Political scientists Carl Friedrich and Zbigniew Brzezinski were primarily responsible for expanding the usage of the term in university social science and professional research, reformulating it as a paradigm for the Soviet Union as well as fascist regimes. For Friedrich and Brzezinski, the defining elements were intended to be taken as a mutually supportive organic entity composed of the following: an elaborating guiding ideology; a single mass party, typically led by a dictator; a system of terror; a monopoly of the means of communication and physical force; and central direction, and control of the economy through state planning. Such regimes had initial origins in the chaos that followed in the wake of World War I, at which point the sophistication of modern weapons and communications enabled totalitarian movements to consolidate power.

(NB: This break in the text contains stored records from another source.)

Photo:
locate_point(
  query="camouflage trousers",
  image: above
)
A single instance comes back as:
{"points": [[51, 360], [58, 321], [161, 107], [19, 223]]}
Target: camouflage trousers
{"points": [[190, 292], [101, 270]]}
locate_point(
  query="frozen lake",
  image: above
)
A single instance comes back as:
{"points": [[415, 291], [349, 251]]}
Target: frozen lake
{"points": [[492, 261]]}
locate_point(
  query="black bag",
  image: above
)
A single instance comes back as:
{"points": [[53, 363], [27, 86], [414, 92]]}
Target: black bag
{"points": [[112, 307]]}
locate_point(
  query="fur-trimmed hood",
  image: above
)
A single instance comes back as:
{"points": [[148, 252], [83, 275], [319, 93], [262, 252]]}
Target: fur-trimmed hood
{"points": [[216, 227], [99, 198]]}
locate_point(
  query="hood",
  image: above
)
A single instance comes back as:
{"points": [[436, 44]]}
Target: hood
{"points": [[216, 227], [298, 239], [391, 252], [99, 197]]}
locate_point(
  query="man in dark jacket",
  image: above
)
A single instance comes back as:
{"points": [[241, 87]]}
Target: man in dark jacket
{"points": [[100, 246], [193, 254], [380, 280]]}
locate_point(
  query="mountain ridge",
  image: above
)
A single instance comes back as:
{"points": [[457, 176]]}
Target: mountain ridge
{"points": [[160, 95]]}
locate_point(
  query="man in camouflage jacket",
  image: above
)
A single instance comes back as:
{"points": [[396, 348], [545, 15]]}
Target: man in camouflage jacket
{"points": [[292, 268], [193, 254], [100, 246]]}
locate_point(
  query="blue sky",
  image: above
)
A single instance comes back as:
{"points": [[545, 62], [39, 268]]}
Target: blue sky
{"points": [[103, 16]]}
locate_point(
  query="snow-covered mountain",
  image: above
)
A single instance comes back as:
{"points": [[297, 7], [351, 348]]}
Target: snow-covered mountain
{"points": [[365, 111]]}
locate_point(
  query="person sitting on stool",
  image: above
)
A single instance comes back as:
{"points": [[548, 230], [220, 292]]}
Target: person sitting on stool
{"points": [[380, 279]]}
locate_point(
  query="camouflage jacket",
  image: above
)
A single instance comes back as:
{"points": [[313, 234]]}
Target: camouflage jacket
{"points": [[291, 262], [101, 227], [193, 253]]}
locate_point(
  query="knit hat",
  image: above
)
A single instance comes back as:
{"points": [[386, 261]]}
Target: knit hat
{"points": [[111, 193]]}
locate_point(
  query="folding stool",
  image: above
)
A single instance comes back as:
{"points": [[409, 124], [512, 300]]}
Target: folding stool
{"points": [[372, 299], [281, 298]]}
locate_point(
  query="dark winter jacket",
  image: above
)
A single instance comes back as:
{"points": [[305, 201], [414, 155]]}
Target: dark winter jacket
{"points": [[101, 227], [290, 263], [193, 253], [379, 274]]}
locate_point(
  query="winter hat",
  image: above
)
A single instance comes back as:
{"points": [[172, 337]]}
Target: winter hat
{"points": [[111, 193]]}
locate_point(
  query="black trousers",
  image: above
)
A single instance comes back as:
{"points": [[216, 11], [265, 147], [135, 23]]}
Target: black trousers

Zbigniew Brzezinski (1977)
A number of thinkers, including Zbigniew Brzezinski, have argued that Nazi and Soviet regimes were equally totalitarian.
Dictatorship
A dictatorship is defined as an autocratic form of government in which the government is ruled by an individual: a dictator. In contemporary usage, dictatorship refers to an autocratic form of absolute rule by leadership unrestricted by law, constitutions, or other social and political factors within the state.
For some scholars, a dictatorship is a form of government that has the power to govern without consent of those being governed (similar to authoritarianism), while totalitarianism describes a state that regulates nearly every aspect of public and private behavior of the people. In other words, dictatorship concerns the source of the governing power and totalitarianism concerns the scope of the governing power. In this sense, dictatorship (government without people's consent) is a contrast to democracy (government whose power comes from people) and totalitarianism (government controls every aspect of people's life) opposes pluralism (government allows multiple lifestyles and opinions).
The wave of military dictatorships in Latin America in the second half of the twentieth century left a particular mark on Latin American culture. In Latin American literature, the dictator novel challenging dictatorship is a significant genre. There are also many films depicting Latin American military dictatorships.